A Taiwanese company has given the iPod a retro spin with a docking station that features an elegant 1940s-style valve amplifier.
It’s an unusual marriage of digital high-tech and classic analogue technology that has turned heads at the Computex trade show in Taiwan this week.
The iPod rests in a silver docking station with a wooden trim, and next to it sits a matching amp with three illuminated glass valves on top. The dock and the amp together measure about 42 centimeters wide and 15cm deep. The system also includes two 50W-per-channel speakers. It all comes in a glossy black, wood or a leather finish.
The system fits any type of dock connector iPod, according to Natascha Lu, director of A-Zone International Co. Ltd., which manufactures the product for sale by other companies. A-Zone already makes more “traditional” iPod stations for vendors including Intempo Digital and Audiovox Corp.
The iPod Dock Valve Station just went on sale in Germany for €699 (US$895) and is also available in Japan, Lu said. A-Zone expects it to be on sale soon in France and the U.K., and hopes eventually to tackle the U.S. market.

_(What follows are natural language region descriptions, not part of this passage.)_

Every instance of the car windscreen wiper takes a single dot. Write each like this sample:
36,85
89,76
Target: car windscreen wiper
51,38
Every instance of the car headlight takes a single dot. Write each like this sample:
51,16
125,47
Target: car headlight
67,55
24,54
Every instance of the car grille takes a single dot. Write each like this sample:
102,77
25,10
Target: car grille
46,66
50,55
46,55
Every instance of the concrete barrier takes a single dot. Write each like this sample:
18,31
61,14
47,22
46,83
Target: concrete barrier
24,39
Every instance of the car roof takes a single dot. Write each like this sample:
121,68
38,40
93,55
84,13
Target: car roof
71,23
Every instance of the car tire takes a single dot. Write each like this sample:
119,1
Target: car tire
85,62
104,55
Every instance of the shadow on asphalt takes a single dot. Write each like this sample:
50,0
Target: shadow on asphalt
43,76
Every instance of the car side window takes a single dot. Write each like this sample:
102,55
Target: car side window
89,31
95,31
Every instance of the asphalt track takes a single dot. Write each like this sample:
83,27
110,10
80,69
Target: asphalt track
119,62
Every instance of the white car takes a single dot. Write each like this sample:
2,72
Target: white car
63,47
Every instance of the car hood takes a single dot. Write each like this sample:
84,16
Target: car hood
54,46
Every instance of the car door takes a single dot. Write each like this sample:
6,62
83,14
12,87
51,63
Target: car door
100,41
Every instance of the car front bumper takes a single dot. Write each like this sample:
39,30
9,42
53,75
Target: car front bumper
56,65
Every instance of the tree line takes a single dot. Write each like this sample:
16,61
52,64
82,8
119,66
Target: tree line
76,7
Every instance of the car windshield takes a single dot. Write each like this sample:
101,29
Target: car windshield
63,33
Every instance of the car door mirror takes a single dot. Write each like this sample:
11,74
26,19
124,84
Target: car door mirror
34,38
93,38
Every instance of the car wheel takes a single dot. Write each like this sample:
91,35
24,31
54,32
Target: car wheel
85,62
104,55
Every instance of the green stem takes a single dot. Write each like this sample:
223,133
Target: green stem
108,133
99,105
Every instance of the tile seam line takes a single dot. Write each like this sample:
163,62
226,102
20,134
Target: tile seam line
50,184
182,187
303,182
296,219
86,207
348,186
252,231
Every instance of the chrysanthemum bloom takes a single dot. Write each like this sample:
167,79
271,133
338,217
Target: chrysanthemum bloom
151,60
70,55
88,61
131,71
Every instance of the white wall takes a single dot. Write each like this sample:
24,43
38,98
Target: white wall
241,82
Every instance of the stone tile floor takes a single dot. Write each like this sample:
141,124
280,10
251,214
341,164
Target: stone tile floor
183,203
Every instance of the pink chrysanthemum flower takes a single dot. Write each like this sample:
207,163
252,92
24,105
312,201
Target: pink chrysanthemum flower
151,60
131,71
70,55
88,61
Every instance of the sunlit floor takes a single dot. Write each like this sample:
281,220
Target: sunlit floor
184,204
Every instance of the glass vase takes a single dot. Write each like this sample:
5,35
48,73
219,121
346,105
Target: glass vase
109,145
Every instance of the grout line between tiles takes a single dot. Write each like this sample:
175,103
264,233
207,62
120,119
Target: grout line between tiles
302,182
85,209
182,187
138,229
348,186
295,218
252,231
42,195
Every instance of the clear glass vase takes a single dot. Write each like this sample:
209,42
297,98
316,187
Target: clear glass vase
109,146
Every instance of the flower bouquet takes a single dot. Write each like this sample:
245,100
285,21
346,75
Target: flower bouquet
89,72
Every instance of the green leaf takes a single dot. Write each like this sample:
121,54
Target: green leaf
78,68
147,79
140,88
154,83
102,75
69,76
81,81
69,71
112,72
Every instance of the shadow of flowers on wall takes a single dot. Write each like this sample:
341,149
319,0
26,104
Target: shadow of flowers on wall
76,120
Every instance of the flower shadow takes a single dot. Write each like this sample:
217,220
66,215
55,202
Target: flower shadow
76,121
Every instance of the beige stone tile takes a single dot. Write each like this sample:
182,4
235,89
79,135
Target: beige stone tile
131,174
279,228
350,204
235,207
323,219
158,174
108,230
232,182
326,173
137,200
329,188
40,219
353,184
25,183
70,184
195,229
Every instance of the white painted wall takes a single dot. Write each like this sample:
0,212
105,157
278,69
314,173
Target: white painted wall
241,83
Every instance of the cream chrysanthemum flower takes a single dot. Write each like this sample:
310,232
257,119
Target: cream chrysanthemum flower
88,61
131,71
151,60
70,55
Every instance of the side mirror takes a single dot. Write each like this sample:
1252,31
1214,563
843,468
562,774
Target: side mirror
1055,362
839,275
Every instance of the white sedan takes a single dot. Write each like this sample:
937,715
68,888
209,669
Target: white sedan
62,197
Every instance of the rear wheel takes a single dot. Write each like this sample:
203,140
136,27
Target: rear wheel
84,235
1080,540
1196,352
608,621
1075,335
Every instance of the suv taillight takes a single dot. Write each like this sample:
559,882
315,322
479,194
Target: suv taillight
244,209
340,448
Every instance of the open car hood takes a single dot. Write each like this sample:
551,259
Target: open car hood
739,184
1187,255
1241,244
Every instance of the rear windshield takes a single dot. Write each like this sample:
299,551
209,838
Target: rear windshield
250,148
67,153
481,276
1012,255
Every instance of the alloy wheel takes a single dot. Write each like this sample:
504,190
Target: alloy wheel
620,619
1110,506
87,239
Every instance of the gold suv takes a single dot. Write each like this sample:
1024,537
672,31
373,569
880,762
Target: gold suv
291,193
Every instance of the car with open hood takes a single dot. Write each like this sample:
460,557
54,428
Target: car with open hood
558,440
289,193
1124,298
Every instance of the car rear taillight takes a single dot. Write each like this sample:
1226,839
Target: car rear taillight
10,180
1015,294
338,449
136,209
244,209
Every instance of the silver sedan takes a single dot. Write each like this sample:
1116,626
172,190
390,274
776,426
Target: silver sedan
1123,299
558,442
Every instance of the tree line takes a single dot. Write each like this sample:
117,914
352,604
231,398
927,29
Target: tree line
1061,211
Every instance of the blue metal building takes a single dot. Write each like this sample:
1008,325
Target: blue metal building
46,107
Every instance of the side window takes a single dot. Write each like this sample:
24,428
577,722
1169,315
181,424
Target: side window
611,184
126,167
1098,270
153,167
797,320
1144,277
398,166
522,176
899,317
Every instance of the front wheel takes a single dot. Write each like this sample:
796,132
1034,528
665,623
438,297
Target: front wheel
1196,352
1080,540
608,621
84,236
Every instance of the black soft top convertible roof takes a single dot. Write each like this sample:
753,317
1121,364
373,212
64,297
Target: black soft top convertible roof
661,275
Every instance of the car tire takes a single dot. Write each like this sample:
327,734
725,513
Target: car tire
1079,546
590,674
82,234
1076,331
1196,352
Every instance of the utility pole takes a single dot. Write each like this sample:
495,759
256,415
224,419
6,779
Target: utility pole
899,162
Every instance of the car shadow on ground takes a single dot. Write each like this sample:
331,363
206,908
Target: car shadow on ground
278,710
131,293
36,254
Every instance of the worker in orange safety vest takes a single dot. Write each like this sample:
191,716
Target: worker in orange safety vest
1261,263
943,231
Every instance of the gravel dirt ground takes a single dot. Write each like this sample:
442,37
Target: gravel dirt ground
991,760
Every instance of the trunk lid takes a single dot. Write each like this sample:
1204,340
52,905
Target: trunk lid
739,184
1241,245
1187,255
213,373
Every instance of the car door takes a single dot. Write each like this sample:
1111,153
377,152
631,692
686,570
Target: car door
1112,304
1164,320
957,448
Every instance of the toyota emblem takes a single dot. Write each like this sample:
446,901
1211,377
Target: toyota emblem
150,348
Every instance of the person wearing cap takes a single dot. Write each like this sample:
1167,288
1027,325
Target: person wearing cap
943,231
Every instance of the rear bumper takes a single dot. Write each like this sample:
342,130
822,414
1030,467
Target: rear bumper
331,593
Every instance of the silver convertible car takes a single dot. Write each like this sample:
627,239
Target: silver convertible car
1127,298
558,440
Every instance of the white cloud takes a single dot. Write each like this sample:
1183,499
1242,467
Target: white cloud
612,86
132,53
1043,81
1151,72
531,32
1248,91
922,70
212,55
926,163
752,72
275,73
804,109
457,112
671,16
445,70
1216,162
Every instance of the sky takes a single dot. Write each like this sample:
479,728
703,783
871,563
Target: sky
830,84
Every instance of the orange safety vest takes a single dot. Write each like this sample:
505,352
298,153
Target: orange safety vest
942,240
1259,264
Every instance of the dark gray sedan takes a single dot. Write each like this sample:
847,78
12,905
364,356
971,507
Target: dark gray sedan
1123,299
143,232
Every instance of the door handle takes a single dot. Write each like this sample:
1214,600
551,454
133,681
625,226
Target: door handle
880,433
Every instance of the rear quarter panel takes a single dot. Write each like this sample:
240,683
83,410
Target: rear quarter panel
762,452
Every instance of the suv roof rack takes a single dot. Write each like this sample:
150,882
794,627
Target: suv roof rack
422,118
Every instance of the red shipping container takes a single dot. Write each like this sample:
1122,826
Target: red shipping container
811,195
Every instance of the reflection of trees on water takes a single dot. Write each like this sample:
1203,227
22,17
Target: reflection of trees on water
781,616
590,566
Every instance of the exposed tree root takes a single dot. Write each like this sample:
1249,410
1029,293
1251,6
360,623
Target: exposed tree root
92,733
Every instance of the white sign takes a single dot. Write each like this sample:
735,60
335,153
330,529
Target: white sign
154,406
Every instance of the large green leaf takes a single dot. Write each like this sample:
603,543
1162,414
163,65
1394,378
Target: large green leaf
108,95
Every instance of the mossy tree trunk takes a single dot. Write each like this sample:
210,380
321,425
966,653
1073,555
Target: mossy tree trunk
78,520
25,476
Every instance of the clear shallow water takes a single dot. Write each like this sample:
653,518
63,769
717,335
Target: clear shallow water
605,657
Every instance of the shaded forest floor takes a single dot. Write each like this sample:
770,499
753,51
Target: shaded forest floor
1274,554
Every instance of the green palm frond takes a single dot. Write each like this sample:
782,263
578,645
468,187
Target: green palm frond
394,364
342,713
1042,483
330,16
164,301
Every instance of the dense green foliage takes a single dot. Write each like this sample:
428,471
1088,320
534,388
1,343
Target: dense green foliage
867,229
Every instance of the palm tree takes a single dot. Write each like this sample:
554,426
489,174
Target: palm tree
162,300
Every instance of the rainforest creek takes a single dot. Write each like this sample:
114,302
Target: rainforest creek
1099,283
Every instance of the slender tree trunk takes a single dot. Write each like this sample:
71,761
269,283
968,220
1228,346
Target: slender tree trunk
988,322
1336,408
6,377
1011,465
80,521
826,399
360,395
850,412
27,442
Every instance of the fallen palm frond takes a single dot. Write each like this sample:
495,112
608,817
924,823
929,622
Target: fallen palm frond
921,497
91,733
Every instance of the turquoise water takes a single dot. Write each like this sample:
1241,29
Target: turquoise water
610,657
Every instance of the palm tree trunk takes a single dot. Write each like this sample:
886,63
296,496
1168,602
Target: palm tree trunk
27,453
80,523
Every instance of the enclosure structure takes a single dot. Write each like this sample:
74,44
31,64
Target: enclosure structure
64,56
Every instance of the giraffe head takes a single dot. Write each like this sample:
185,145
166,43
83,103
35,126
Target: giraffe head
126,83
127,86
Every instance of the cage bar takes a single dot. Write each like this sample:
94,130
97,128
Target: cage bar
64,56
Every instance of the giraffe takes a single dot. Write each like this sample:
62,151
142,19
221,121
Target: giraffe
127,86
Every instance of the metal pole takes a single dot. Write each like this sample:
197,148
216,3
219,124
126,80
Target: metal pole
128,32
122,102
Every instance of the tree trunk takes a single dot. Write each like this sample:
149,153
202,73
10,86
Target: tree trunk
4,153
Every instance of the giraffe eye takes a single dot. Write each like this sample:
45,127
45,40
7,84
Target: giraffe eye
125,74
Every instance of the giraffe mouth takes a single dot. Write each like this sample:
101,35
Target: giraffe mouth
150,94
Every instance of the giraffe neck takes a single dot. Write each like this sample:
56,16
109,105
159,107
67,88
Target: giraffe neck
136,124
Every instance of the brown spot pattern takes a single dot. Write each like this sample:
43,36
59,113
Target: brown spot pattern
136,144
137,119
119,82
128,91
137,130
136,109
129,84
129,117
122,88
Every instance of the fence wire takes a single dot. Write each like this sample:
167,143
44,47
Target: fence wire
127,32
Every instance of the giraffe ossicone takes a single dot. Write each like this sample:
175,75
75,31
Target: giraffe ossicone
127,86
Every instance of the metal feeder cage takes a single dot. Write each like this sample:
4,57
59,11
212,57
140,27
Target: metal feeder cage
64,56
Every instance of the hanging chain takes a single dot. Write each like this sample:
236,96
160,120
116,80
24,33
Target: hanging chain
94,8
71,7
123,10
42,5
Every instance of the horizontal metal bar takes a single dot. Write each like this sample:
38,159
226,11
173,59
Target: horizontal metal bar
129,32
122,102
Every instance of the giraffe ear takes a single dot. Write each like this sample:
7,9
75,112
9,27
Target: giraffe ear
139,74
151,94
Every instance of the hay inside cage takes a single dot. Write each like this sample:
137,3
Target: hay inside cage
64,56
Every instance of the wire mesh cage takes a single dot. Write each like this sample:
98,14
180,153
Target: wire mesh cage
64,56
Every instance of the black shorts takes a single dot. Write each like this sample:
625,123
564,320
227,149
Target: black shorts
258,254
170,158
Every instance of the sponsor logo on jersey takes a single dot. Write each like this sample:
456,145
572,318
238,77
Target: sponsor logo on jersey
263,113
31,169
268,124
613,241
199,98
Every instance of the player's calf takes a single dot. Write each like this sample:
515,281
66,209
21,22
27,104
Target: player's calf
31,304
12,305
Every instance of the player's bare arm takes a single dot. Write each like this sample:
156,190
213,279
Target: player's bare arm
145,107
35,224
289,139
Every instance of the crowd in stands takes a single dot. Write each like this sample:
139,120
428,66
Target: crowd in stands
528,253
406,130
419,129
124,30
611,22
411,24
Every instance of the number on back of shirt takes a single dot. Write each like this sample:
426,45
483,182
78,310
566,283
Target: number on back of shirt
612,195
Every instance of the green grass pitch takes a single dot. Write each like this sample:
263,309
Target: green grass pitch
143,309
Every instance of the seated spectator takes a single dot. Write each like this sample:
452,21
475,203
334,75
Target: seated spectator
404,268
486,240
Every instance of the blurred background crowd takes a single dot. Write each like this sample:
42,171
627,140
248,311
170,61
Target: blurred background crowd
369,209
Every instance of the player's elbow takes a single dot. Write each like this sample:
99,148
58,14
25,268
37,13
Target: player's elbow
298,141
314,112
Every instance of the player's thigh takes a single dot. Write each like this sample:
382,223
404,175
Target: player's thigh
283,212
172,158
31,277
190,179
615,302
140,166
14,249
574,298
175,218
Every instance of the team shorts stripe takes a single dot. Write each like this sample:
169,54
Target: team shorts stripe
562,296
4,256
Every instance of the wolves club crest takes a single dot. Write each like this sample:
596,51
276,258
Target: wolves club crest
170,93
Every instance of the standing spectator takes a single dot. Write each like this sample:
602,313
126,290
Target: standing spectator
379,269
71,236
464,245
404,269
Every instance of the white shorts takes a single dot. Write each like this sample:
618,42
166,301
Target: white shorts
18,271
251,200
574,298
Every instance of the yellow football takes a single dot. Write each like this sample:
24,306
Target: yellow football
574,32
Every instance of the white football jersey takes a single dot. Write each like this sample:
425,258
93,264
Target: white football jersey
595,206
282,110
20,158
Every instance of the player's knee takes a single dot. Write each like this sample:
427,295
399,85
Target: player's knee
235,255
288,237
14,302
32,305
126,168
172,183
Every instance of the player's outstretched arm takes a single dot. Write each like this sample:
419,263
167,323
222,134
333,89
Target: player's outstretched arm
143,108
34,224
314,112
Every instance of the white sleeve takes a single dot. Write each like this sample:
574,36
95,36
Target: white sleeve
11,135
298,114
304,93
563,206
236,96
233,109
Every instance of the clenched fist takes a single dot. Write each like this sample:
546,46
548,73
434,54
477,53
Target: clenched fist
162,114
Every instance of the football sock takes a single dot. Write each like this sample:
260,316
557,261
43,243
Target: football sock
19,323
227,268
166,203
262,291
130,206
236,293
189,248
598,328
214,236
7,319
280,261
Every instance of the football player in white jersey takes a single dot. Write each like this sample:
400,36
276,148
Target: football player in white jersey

The product also comes with a remote control and has an S-Video output that can connect to a TV, so people with a video iPod can watch content on their TVs. The company expects to complete firmware for the docking station next month that will allow the iPod interface to also appear on the TV, for easier navigation.
Valve amps were widely used in the 1940s but, because they were bulky and fragile, gave way to transistors in the following decades.
They’re making something of a comeback, according to A-Zone president Les Cheng, especially among audiophiles who say they produce better-quality sound. At one point A-Zone had its valve amps custom-made, which was expensive, but it now buys them from a manufacturer in China, Cheng said.
At least five companies in Taiwan offer music systems with valve amps, though A-Zone is the only company using them for an iPod docking station, according to Cheng.